I must say that I had been quite affected by the tale; it remained with me for a considerable time in undiminished intensity. As I stated earlier, I had taken some comfort in considering it to be the result of inconsiderate japery from youths; concluding in such darker an end that they did not dream to imagine. But despite this, I was to consider from time to time that it was, perhaps, something else.
My mother and I have now returned from church; the day a far improved version of that two years before. And even though through anniversary alone my mind does dwell on such troubles of the past, I have found the day to be one of joy, especially to have seen her in such fine fettle.
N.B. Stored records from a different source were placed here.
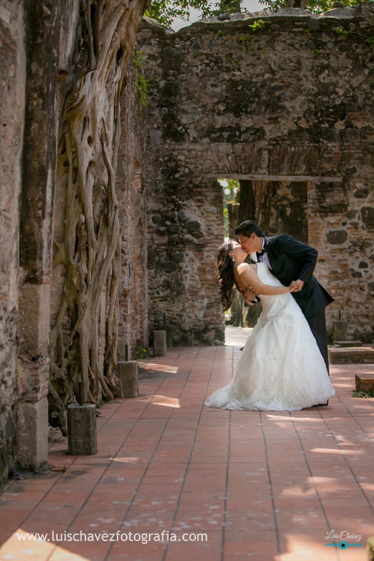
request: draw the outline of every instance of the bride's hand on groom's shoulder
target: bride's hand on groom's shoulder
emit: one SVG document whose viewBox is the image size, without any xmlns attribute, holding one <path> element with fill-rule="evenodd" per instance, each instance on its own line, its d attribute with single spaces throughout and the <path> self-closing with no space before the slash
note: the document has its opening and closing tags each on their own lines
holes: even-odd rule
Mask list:
<svg viewBox="0 0 374 561">
<path fill-rule="evenodd" d="M 299 292 L 304 285 L 304 282 L 298 279 L 297 281 L 292 281 L 290 284 L 290 288 L 293 289 L 291 290 L 291 292 Z"/>
</svg>

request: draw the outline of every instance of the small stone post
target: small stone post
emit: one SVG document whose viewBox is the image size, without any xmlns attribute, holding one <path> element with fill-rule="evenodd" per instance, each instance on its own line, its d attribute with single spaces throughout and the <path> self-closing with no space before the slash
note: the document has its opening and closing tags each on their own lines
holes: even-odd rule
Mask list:
<svg viewBox="0 0 374 561">
<path fill-rule="evenodd" d="M 68 447 L 72 456 L 92 456 L 96 443 L 96 406 L 91 403 L 68 406 Z"/>
<path fill-rule="evenodd" d="M 153 331 L 153 356 L 166 356 L 166 331 Z"/>
<path fill-rule="evenodd" d="M 121 383 L 121 397 L 137 397 L 137 361 L 120 361 L 118 368 Z"/>
<path fill-rule="evenodd" d="M 158 329 L 160 329 L 160 324 Z M 166 323 L 166 314 L 164 314 L 164 324 L 162 329 L 166 331 L 166 346 L 172 346 L 172 325 Z"/>
<path fill-rule="evenodd" d="M 333 339 L 336 341 L 347 340 L 347 322 L 343 321 L 341 312 L 339 310 L 339 321 L 333 321 Z"/>
<path fill-rule="evenodd" d="M 368 561 L 374 561 L 374 535 L 368 539 Z"/>
</svg>

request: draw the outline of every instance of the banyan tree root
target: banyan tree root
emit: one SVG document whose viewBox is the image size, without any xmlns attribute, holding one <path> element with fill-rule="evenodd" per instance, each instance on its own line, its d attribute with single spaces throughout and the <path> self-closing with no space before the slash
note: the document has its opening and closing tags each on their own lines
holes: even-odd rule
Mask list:
<svg viewBox="0 0 374 561">
<path fill-rule="evenodd" d="M 115 185 L 120 96 L 147 4 L 111 0 L 104 7 L 98 0 L 82 0 L 78 28 L 85 35 L 76 43 L 87 53 L 77 58 L 86 68 L 72 68 L 60 84 L 63 125 L 57 182 L 65 190 L 65 209 L 63 235 L 53 240 L 53 267 L 63 267 L 65 279 L 50 338 L 51 394 L 60 426 L 63 411 L 58 410 L 76 401 L 79 381 L 85 402 L 100 404 L 103 393 L 113 398 L 119 389 L 114 371 L 120 270 Z M 55 215 L 59 212 L 55 209 Z"/>
</svg>

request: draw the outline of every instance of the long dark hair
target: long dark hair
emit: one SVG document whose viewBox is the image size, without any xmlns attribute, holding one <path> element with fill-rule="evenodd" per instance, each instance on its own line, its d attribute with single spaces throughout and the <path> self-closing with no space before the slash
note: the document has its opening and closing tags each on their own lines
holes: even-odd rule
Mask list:
<svg viewBox="0 0 374 561">
<path fill-rule="evenodd" d="M 216 259 L 216 280 L 221 293 L 221 304 L 224 312 L 229 309 L 234 299 L 233 288 L 236 284 L 234 278 L 232 259 L 229 255 L 234 249 L 234 240 L 229 240 L 219 247 Z"/>
</svg>

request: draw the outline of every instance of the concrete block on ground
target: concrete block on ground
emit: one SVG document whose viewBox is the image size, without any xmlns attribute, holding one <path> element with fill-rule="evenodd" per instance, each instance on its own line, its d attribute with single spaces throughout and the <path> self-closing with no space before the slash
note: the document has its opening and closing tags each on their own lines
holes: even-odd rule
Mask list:
<svg viewBox="0 0 374 561">
<path fill-rule="evenodd" d="M 374 391 L 374 373 L 355 374 L 356 391 Z"/>
<path fill-rule="evenodd" d="M 334 341 L 347 340 L 346 321 L 333 321 L 333 339 Z"/>
<path fill-rule="evenodd" d="M 137 361 L 121 361 L 118 363 L 118 369 L 121 383 L 121 397 L 137 397 Z"/>
<path fill-rule="evenodd" d="M 68 448 L 72 456 L 93 456 L 96 443 L 96 406 L 68 406 Z"/>
<path fill-rule="evenodd" d="M 362 346 L 362 341 L 334 341 L 336 346 Z"/>
<path fill-rule="evenodd" d="M 48 460 L 48 399 L 19 405 L 17 420 L 17 463 L 36 470 Z"/>
<path fill-rule="evenodd" d="M 374 349 L 370 346 L 330 347 L 328 360 L 331 364 L 374 364 Z"/>
<path fill-rule="evenodd" d="M 153 331 L 153 356 L 166 356 L 166 331 Z"/>
<path fill-rule="evenodd" d="M 374 535 L 368 538 L 368 560 L 374 561 Z"/>
<path fill-rule="evenodd" d="M 166 346 L 172 346 L 172 325 L 164 324 L 162 325 L 162 331 L 166 331 Z"/>
</svg>

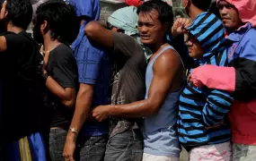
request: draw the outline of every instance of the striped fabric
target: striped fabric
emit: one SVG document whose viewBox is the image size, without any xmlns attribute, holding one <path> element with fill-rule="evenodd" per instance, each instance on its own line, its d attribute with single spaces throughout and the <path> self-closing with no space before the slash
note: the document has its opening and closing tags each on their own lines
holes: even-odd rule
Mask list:
<svg viewBox="0 0 256 161">
<path fill-rule="evenodd" d="M 195 60 L 198 65 L 227 64 L 223 47 L 225 30 L 216 15 L 209 13 L 201 13 L 188 30 L 198 38 L 205 50 L 203 58 Z M 185 147 L 197 147 L 229 140 L 231 136 L 226 114 L 230 110 L 232 101 L 228 92 L 207 87 L 199 89 L 187 84 L 180 97 L 180 142 Z M 207 130 L 207 127 L 212 128 Z"/>
<path fill-rule="evenodd" d="M 43 137 L 34 133 L 7 145 L 8 161 L 46 161 Z"/>
</svg>

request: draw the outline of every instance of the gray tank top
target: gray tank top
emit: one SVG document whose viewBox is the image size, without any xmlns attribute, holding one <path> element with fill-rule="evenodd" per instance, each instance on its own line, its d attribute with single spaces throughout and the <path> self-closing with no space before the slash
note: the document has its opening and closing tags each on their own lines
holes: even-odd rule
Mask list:
<svg viewBox="0 0 256 161">
<path fill-rule="evenodd" d="M 147 65 L 146 72 L 146 99 L 148 97 L 150 84 L 154 77 L 154 63 L 167 49 L 174 50 L 172 46 L 165 47 Z M 176 133 L 176 122 L 181 92 L 181 89 L 178 92 L 168 93 L 158 113 L 145 118 L 143 133 L 145 137 L 144 150 L 146 153 L 179 157 L 181 149 Z"/>
</svg>

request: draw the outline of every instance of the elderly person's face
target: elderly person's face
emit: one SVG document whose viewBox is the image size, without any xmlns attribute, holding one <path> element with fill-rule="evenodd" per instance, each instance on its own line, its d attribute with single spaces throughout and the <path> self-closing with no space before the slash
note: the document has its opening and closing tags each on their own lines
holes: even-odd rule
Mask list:
<svg viewBox="0 0 256 161">
<path fill-rule="evenodd" d="M 189 32 L 184 34 L 185 44 L 189 49 L 189 55 L 195 59 L 200 59 L 204 55 L 204 49 L 198 39 Z"/>
<path fill-rule="evenodd" d="M 238 11 L 234 5 L 222 0 L 217 4 L 217 7 L 222 22 L 227 30 L 235 30 L 243 25 Z"/>
</svg>

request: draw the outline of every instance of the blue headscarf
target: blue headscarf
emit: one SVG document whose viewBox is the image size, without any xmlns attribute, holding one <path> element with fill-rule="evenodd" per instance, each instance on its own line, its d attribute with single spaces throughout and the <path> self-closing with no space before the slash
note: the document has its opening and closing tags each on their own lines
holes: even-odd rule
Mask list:
<svg viewBox="0 0 256 161">
<path fill-rule="evenodd" d="M 199 63 L 204 64 L 210 57 L 225 49 L 225 28 L 222 21 L 213 13 L 200 13 L 188 28 L 201 45 L 205 53 Z"/>
<path fill-rule="evenodd" d="M 75 47 L 82 41 L 85 25 L 90 21 L 98 21 L 100 19 L 101 2 L 100 0 L 68 0 L 67 2 L 75 6 L 77 16 L 86 16 L 89 18 L 89 21 L 84 21 L 81 24 L 79 34 L 72 44 L 72 49 L 75 50 Z"/>
</svg>

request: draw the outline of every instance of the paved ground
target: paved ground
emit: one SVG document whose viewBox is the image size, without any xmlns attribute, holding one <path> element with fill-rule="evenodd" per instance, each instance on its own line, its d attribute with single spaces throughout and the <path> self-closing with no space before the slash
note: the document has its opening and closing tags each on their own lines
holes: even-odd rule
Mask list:
<svg viewBox="0 0 256 161">
<path fill-rule="evenodd" d="M 180 161 L 189 161 L 188 152 L 184 148 L 182 148 L 181 153 Z"/>
</svg>

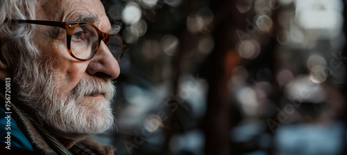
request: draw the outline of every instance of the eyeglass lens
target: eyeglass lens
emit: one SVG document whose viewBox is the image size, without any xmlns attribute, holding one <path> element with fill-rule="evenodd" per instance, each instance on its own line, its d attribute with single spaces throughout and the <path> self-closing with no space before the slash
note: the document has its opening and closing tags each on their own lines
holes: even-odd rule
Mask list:
<svg viewBox="0 0 347 155">
<path fill-rule="evenodd" d="M 78 26 L 72 33 L 71 51 L 72 54 L 82 60 L 90 59 L 99 47 L 99 35 L 95 28 L 87 24 Z M 118 36 L 110 39 L 108 47 L 115 58 L 119 60 L 123 47 L 123 42 Z"/>
</svg>

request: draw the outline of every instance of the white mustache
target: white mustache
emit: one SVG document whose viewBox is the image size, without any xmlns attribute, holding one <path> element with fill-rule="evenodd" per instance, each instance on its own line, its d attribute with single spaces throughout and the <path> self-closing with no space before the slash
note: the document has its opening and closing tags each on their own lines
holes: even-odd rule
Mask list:
<svg viewBox="0 0 347 155">
<path fill-rule="evenodd" d="M 115 87 L 110 80 L 93 78 L 90 80 L 81 79 L 69 95 L 81 100 L 85 96 L 102 94 L 107 100 L 111 100 L 115 93 Z"/>
</svg>

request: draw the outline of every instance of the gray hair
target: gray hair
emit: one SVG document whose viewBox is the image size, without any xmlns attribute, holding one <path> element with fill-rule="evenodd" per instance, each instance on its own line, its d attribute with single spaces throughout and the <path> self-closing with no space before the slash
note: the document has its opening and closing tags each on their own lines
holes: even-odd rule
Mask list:
<svg viewBox="0 0 347 155">
<path fill-rule="evenodd" d="M 31 92 L 43 92 L 39 86 L 44 80 L 46 69 L 42 69 L 42 56 L 37 46 L 32 42 L 35 26 L 17 24 L 13 19 L 35 19 L 35 8 L 38 0 L 1 0 L 0 1 L 0 46 L 7 46 L 11 69 L 13 71 L 13 82 L 25 90 L 19 98 L 26 101 L 31 96 Z M 24 77 L 25 78 L 24 78 Z M 39 78 L 39 79 L 37 79 Z M 33 85 L 26 82 L 32 81 Z M 20 93 L 20 92 L 19 92 Z M 31 100 L 32 100 L 32 99 Z"/>
</svg>

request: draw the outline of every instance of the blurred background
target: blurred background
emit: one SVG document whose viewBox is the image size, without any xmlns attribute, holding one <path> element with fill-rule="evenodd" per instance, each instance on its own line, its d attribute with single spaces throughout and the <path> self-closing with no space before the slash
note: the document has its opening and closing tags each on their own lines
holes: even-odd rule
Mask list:
<svg viewBox="0 0 347 155">
<path fill-rule="evenodd" d="M 102 0 L 123 154 L 345 154 L 344 0 Z"/>
</svg>

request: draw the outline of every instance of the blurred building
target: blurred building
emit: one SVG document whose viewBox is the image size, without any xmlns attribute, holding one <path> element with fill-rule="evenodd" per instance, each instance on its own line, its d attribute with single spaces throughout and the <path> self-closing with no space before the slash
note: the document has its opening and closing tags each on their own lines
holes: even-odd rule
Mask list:
<svg viewBox="0 0 347 155">
<path fill-rule="evenodd" d="M 119 154 L 344 154 L 343 0 L 103 0 Z"/>
</svg>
And such command of her stick, too; it had come to her aid several times throughout the service and she had administered its alleviating qualities with considerable deftness. More so, with the sun behind us, and a spread of warm radiance on our backs, her steps have been more robust and steadfast than for as long as I could remember.
I am back in the house now, having just prepared tea. On the table beside the fire I have placed our favourite biscuits. On the air, a little early blossom that I was wont to bring into the house before we left for church. And now, with the clock not long past three, I settle down, dragging the newspaper onto my lap. The comforting glow of the fire soothes the eyes and undoubtedly, before long, I shall be assuaged into sleep, the paper falling to my feet.
As I listen towards the kitchen, with my eyelids struggling not to surrender to the seductive comforts of the fire, I hear the sound of plates: surely a little Simnel cake to add to the occasion?
But possibly more plates than one or two hands could adequately grasp. No matter, I will go to her aid as surely her womanly stubbornness will prevent her from seeking help in this direction. As for the shriek; Mother gets so awfully upset when she drops things.